A Middleware is func(Handler) Handler. Register global middleware with Use; it wraps every handler:

bot.Use(botapi.Recover(), botapi.Timeout(30*time.Second), botapi.Logging())

Built-ins:

  • Recover() — turns panics into errors.
  • Timeout(d) — bounds each handler's runtime.
  • Logging() — logs handler outcomes.

Groups

Group scopes shared predicates and middleware to a subset of handlers:

admin := bot.Group(botapi.ChatTypeIs(botapi.ChatTypeSupergroup))
admin.Use(requireAdmin)
admin.OnCommand("ban", "Ban a user", banHandler)

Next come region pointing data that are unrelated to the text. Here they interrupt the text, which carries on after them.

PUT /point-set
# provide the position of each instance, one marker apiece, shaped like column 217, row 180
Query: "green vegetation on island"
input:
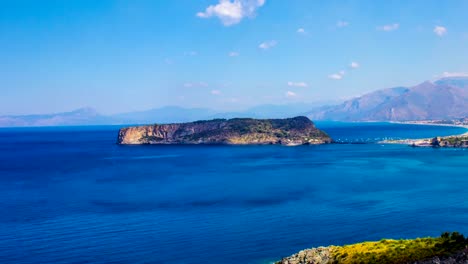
column 448, row 248
column 239, row 131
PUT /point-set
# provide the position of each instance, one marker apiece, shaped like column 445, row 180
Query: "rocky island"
column 449, row 248
column 237, row 131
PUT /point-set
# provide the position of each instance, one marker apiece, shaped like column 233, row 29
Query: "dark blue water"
column 70, row 195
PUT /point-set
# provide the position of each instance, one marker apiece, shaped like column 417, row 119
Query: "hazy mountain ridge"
column 442, row 99
column 163, row 115
column 445, row 98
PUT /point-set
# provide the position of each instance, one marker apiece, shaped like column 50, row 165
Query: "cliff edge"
column 449, row 248
column 238, row 131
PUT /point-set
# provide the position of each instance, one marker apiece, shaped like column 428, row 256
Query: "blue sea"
column 71, row 195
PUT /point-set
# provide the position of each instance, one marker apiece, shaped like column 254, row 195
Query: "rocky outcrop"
column 446, row 98
column 320, row 255
column 449, row 248
column 290, row 131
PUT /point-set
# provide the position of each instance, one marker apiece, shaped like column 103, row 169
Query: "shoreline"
column 422, row 123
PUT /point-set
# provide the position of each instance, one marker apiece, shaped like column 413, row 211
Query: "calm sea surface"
column 71, row 195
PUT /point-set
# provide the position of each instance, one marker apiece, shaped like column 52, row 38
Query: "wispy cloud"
column 232, row 12
column 297, row 84
column 268, row 44
column 290, row 94
column 301, row 31
column 354, row 65
column 454, row 74
column 440, row 31
column 195, row 84
column 337, row 76
column 341, row 23
column 390, row 27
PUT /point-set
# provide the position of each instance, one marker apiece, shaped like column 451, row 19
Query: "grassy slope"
column 400, row 251
column 388, row 251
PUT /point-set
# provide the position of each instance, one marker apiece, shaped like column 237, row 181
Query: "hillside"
column 448, row 248
column 238, row 131
column 445, row 98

Every handler registered on admin inherits the group's predicate (ChatTypeIs(...)) and middleware (requireAdmin) on top of any global ones.

Commands

OnCommand(name, description, handler, predicates...) registers a command handler. On Run, the bot publishes all registered commands to Telegram via SetMyCommands, so the client's command menu stays in sync automatically. Opt out with Options.DisableCommandRegistration.

You can still drive the command list yourself with SetMyCommands, GetMyCommands and DeleteMyCommands, using scopes (BotCommandScopeChat, …) for per-chat menus.

The examples/echo and examples/advanced bots show the full handler framework end to end.